In truth, this scheme has come at least twenty years too early. While it’s an unavoidable fact that our population is aging, that people are living longer and birth rates are dwindling at an alarming rate, we’re simply not at the stage where we can effectively utilise those approaching their seventh decade, not yet anyway. Those currently in work have lived through much harder times than the feckless lot who will follow them, and the majority of those who aren’t have been left behind by a rapidly evolving economy. But when there’s figures to be fiddled, and live registers to be announced, none of that really matters.
A life full of memories
Death, the physical act of dying, of breathing my last, is not something I’m afraid of. The implications, however, terrify me. The thought of leaving this earth without having done all that I wanted to do, without fulfilling my ambitions, haunts me. More than that though, what really scares me, is dying alone. Imagine having no one to mourn you, no one to put flowers on your grave, no one to remember you when you’re gone? That, to me, is the ultimate fear, the one thing I hope to avoid.
But it happens every day. It happened to one of our own just last month. A Mr John Joseph O’Brien, aged 73, died in Manchester on August 9 and, after appeals to trace his family came to nought, one final plea was sent out on his behalf. It asked that members of Manchester’s Irish community attend Mr O’Brien’s funeral on Wednesday, September 27, as “no mourners are expected.”
Mercifully the request gained some traction on social media and, as a result, this lone Irishman will have a send-off to match with the best of them. None of those in attendance will be able to recall the things which made John the person he was, there’ll be no anecdotes, no retelling of madcap misdemeanours or ribald adventures, but there will at least be a service, a ceremony to honour his life.
It makes you think though, doesn’t it?
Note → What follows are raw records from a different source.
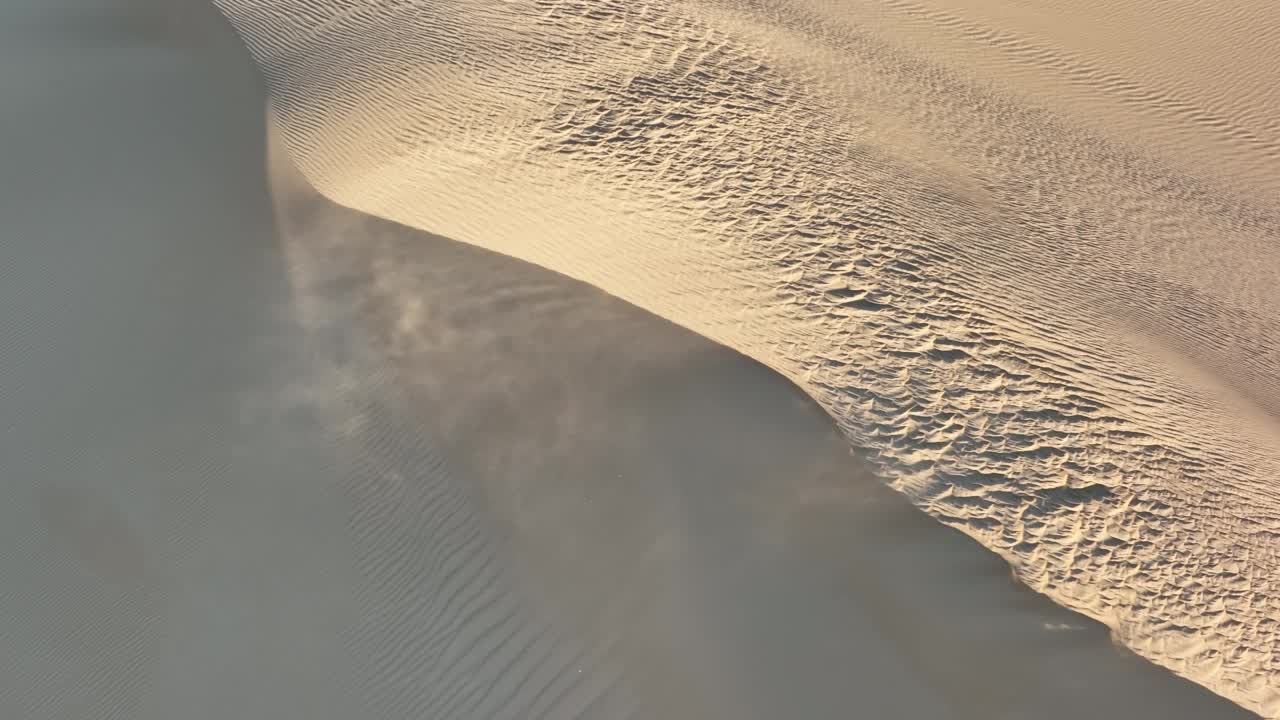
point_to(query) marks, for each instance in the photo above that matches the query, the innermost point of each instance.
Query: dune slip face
(1028, 264)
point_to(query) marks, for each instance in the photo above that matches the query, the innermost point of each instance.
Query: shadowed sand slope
(1046, 328)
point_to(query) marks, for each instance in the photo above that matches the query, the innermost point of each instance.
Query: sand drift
(1029, 268)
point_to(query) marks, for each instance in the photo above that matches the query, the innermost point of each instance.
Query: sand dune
(1024, 258)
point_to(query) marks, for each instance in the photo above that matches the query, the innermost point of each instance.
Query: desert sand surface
(1024, 254)
(269, 456)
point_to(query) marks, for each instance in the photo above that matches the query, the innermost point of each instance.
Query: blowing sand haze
(1024, 254)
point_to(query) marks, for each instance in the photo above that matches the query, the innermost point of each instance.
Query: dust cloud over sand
(1024, 254)
(289, 460)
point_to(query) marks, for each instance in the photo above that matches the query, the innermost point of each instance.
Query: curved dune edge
(1045, 338)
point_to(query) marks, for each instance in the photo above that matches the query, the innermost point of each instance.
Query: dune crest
(1055, 337)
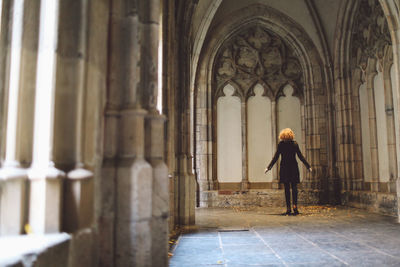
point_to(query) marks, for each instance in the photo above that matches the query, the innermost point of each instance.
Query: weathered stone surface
(255, 198)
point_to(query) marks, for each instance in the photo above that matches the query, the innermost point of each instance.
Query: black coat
(289, 171)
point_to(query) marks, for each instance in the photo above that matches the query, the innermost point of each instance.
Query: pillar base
(78, 200)
(13, 210)
(45, 200)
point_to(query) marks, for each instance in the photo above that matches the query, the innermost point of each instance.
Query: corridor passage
(319, 236)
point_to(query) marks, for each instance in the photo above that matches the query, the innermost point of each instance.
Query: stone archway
(363, 59)
(315, 119)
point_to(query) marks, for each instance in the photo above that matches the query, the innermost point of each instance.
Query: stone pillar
(133, 193)
(160, 198)
(12, 177)
(370, 75)
(45, 186)
(134, 175)
(245, 177)
(186, 192)
(68, 117)
(274, 143)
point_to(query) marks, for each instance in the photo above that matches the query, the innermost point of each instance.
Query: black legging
(287, 194)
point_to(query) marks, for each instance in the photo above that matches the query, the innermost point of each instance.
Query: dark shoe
(295, 212)
(287, 213)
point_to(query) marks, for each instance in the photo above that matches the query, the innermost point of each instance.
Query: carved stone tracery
(255, 55)
(370, 34)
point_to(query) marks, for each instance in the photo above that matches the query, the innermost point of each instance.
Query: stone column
(370, 75)
(274, 143)
(160, 198)
(245, 176)
(12, 177)
(45, 179)
(134, 175)
(68, 117)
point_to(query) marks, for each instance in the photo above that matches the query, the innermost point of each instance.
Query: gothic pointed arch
(261, 46)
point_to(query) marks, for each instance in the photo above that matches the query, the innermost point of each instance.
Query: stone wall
(255, 198)
(367, 157)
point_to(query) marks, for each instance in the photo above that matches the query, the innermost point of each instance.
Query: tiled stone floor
(320, 236)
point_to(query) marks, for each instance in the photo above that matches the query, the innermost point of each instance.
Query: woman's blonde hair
(286, 134)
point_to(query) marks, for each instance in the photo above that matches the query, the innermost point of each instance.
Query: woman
(289, 171)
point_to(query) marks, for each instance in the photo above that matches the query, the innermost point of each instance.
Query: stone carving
(370, 34)
(255, 55)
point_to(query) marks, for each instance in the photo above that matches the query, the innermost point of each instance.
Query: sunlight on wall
(16, 43)
(396, 111)
(160, 67)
At one point John was like any one of us; a young man in his prime surrounded by friends and family, a carefree child running amok in the school playground. Back then he would never have thought that when his time came there wouldn’t be single soul around to shed a tear at his passing. So, if you know someone like John, or even think you might do, someone who doesn’t appear to have anyone, for God’s sake keep an eye on them. And if the worst happens, shed that tear, shed bucketloads. It’s the least they deserve.
Footnote: Since this article went to print the family of Mr O’Brien have been located and have asked that his funeral be a private affair.